Hacker News new | comments | show | ask | jobs | submit login

The authors of Keccak / SHA-3 came up with Sakura[0], a hash tree construction that's provably as collision-resistant as the underlying hash function and very flexible.

If you're designing a new system using hash trees, you better use Sakura trees or have a good explanation for why not.

Edit: I also wrote some demo code[1] for this attack when arguing with one of the IPFS guys about why they really shouldn't use Bittorrent BEP 30-style Merkle Trees. In order to get security with Bittorrent-style trees, the [length, root] pair really needs to be your cryptographic identifier, and you need to make sure they're always properly handled as a pair.
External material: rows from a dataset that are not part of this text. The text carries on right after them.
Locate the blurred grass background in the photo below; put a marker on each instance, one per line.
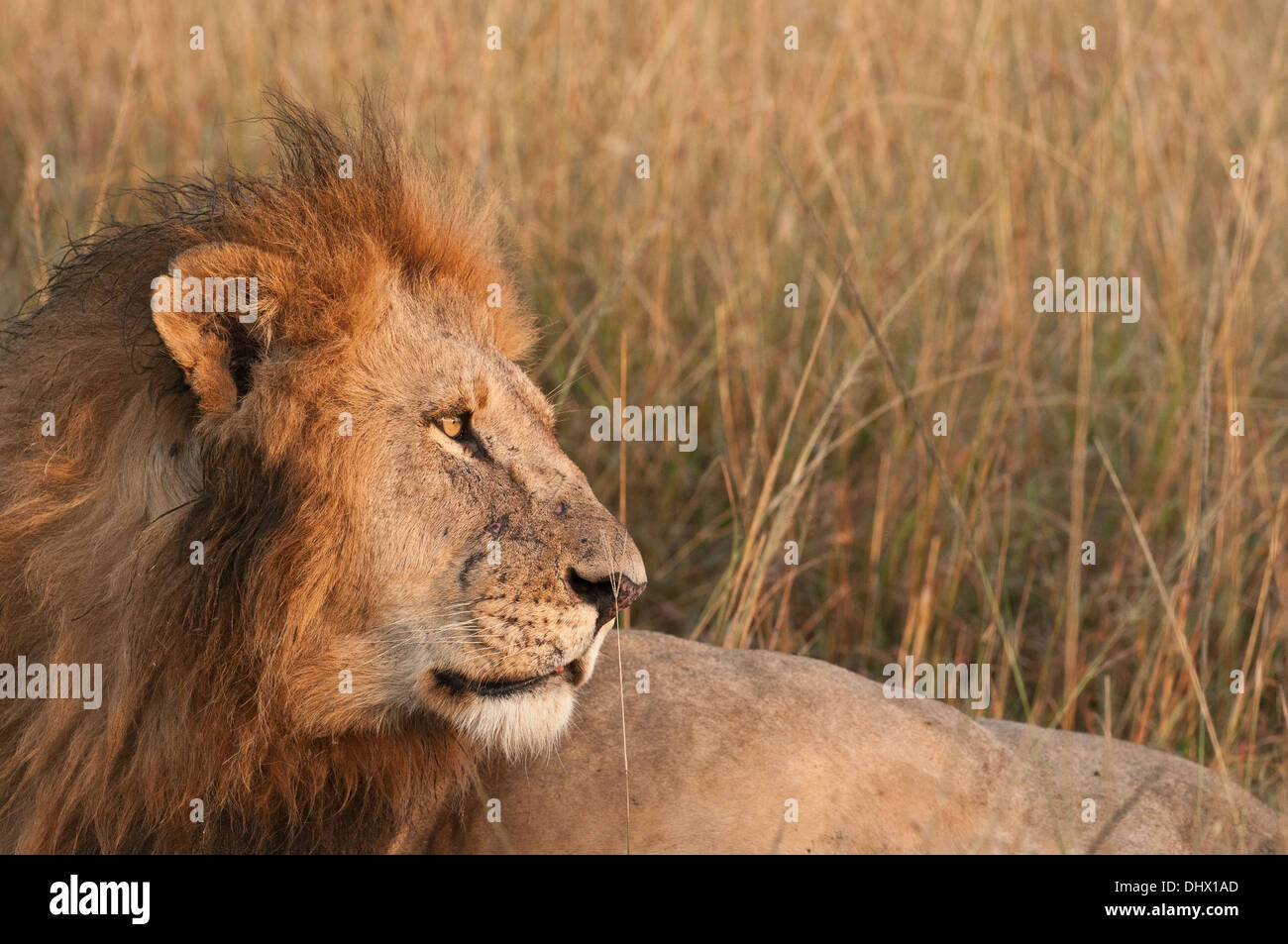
(1107, 162)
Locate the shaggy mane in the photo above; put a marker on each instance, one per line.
(95, 527)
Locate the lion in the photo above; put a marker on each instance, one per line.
(273, 467)
(325, 546)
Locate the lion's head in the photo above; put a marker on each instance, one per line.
(323, 545)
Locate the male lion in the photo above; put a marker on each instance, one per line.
(338, 574)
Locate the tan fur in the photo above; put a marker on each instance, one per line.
(724, 738)
(369, 554)
(323, 553)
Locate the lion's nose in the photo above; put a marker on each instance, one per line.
(606, 595)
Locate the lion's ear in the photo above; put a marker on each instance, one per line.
(214, 312)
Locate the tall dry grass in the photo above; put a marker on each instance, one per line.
(1100, 162)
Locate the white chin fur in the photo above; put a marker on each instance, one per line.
(518, 725)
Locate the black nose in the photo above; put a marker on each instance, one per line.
(609, 595)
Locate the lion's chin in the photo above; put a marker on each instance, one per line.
(518, 725)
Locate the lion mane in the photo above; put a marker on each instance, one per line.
(94, 533)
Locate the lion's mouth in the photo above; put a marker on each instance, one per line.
(459, 684)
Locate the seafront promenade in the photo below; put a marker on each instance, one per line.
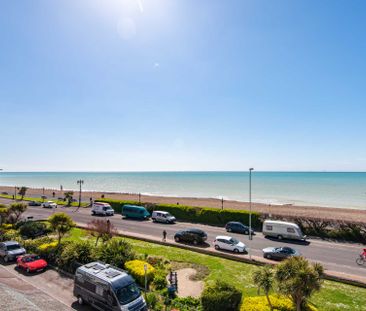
(326, 213)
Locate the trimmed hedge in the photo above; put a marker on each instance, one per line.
(279, 303)
(204, 215)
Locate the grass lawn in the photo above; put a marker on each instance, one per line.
(333, 296)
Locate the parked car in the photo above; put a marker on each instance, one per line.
(193, 235)
(101, 208)
(34, 203)
(282, 230)
(135, 211)
(31, 263)
(165, 217)
(107, 288)
(230, 244)
(237, 227)
(49, 204)
(10, 250)
(279, 253)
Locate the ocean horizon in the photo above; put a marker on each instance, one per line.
(326, 189)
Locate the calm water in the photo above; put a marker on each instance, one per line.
(313, 188)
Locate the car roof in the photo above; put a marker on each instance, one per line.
(224, 237)
(10, 243)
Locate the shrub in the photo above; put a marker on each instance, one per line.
(187, 304)
(32, 229)
(136, 269)
(205, 215)
(280, 303)
(116, 252)
(153, 302)
(160, 281)
(75, 254)
(220, 296)
(11, 234)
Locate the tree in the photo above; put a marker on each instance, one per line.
(101, 229)
(299, 279)
(60, 223)
(22, 192)
(15, 210)
(68, 197)
(264, 280)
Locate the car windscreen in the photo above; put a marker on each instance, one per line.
(127, 294)
(12, 247)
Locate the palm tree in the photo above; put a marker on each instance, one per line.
(299, 279)
(22, 192)
(263, 278)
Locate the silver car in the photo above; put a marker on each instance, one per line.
(10, 250)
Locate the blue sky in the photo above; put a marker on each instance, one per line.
(182, 85)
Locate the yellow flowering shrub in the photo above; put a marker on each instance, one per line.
(136, 269)
(279, 303)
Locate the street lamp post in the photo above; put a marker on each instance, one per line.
(80, 182)
(250, 203)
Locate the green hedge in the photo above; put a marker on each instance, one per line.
(203, 215)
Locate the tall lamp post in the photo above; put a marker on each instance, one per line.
(250, 203)
(80, 182)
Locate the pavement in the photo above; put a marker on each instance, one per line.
(338, 258)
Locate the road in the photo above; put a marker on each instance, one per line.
(338, 257)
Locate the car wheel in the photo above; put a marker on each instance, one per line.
(80, 300)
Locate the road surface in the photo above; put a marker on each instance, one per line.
(338, 257)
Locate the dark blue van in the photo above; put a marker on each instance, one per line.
(135, 211)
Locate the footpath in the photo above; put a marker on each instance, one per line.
(256, 260)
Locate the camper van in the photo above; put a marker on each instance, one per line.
(135, 211)
(101, 208)
(282, 230)
(107, 288)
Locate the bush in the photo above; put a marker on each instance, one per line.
(220, 296)
(279, 303)
(75, 254)
(10, 235)
(136, 269)
(116, 252)
(204, 215)
(187, 304)
(32, 229)
(153, 302)
(160, 281)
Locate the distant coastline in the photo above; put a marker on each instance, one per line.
(325, 189)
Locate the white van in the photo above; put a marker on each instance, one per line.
(282, 230)
(165, 217)
(101, 208)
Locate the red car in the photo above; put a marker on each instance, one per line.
(31, 263)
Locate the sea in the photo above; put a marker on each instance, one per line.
(326, 189)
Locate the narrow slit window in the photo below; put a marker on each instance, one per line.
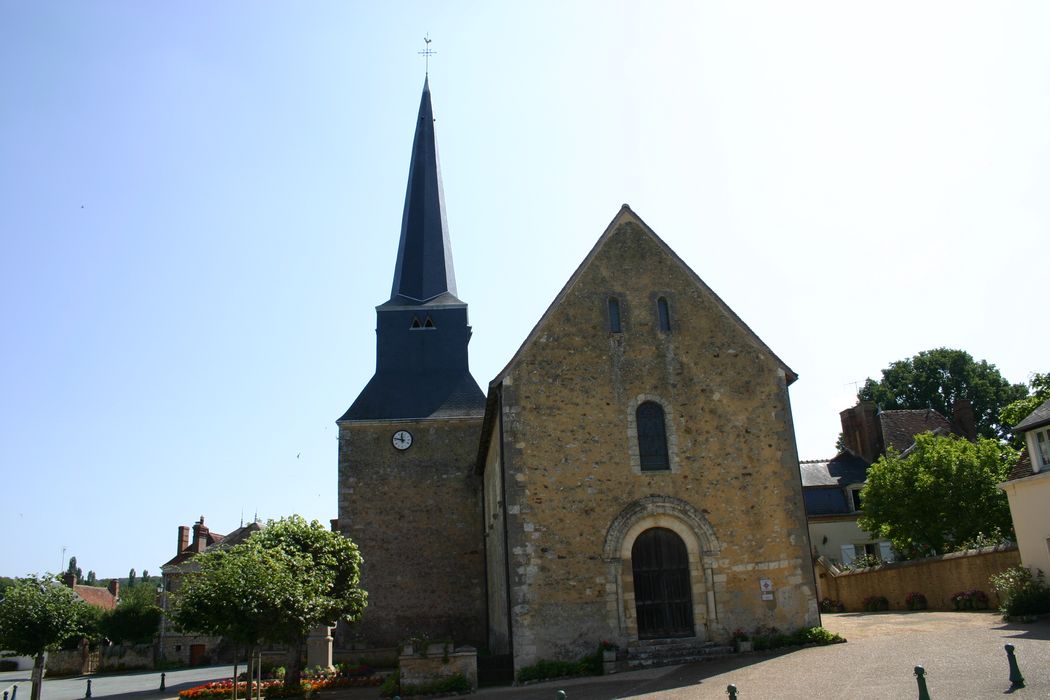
(652, 438)
(613, 315)
(664, 313)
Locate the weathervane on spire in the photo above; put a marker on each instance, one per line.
(427, 51)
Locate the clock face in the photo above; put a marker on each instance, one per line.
(402, 440)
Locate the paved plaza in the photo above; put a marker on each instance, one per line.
(963, 654)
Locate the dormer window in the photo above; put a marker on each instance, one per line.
(1042, 455)
(664, 315)
(614, 315)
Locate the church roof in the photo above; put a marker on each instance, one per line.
(424, 256)
(625, 214)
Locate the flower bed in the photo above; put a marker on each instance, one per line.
(275, 688)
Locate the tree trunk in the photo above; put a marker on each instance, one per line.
(38, 677)
(293, 677)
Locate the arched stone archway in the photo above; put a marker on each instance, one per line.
(701, 549)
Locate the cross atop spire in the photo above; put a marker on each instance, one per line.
(427, 51)
(424, 256)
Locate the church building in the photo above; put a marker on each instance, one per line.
(630, 475)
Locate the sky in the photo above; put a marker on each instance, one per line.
(201, 204)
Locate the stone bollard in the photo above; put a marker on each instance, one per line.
(921, 679)
(1016, 680)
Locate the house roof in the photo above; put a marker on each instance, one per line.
(1022, 468)
(1036, 419)
(843, 469)
(92, 595)
(900, 427)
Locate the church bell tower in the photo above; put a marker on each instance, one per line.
(407, 443)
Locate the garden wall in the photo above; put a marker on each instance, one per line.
(937, 577)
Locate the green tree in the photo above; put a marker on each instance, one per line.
(277, 586)
(936, 378)
(1038, 386)
(36, 616)
(135, 618)
(943, 493)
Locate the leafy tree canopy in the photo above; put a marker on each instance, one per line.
(943, 493)
(937, 378)
(276, 587)
(37, 615)
(1014, 412)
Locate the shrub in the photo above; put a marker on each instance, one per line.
(970, 600)
(1021, 593)
(456, 683)
(875, 603)
(828, 606)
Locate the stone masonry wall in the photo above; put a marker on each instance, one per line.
(416, 516)
(938, 578)
(571, 457)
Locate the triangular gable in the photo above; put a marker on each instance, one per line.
(625, 215)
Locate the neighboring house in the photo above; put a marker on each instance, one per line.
(1028, 490)
(832, 487)
(176, 644)
(630, 478)
(95, 595)
(831, 490)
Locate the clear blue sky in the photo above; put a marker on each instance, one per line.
(200, 207)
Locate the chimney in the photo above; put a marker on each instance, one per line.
(860, 430)
(184, 538)
(963, 419)
(201, 533)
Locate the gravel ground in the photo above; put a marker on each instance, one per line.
(963, 655)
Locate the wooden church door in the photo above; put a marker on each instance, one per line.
(663, 598)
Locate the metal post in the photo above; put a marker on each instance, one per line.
(921, 679)
(1016, 680)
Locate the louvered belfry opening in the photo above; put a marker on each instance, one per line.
(663, 598)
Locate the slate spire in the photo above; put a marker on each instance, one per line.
(424, 256)
(422, 369)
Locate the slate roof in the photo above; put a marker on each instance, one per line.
(841, 470)
(1036, 419)
(1023, 467)
(900, 427)
(424, 255)
(92, 595)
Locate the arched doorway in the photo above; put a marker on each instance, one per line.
(663, 596)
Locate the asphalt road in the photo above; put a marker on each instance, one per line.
(963, 655)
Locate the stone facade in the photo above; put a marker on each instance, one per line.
(415, 514)
(565, 496)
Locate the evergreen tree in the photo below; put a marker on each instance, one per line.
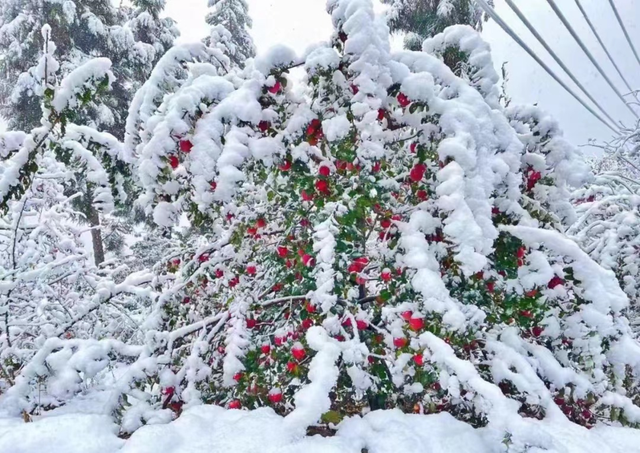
(233, 15)
(420, 19)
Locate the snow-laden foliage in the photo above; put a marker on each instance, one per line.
(132, 38)
(390, 238)
(608, 222)
(420, 19)
(230, 22)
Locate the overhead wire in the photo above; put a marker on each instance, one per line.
(588, 53)
(558, 60)
(494, 15)
(597, 35)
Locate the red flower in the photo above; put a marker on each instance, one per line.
(400, 342)
(324, 171)
(308, 260)
(403, 100)
(555, 281)
(322, 186)
(298, 352)
(186, 146)
(275, 396)
(264, 126)
(417, 172)
(276, 88)
(416, 324)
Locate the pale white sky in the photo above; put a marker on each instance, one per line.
(300, 23)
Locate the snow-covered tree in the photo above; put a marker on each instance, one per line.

There are just too many caveats to usage and we have provably secure alternatives.

As a former LimeWire developer, it makes me sad that Gnutella's TigerTrees avoided this vulnerability long before bittorrent's BEP 30 was published, and yet Bittorrent got it wrong. It was a well-known vulnerability, and was covered as part of my interview at LimeWire.

[0]https://keccak.team/files/Sakura.pdf [1]https://github.com/kmag/bad_examples/tree/master/bad_merkle_...




RFC 7574 Merkle tree solves that rather strictly (I am the author of the scheme).

Max file size is 2^64 bits, so the hash tree is defined as a binary tree covering the entire 2^64 range, leaf layer made of 1KB pieces. A hash of an empty range is defined to be 0, at any level. That way, each hash is reliably fixed to its interval ("bin").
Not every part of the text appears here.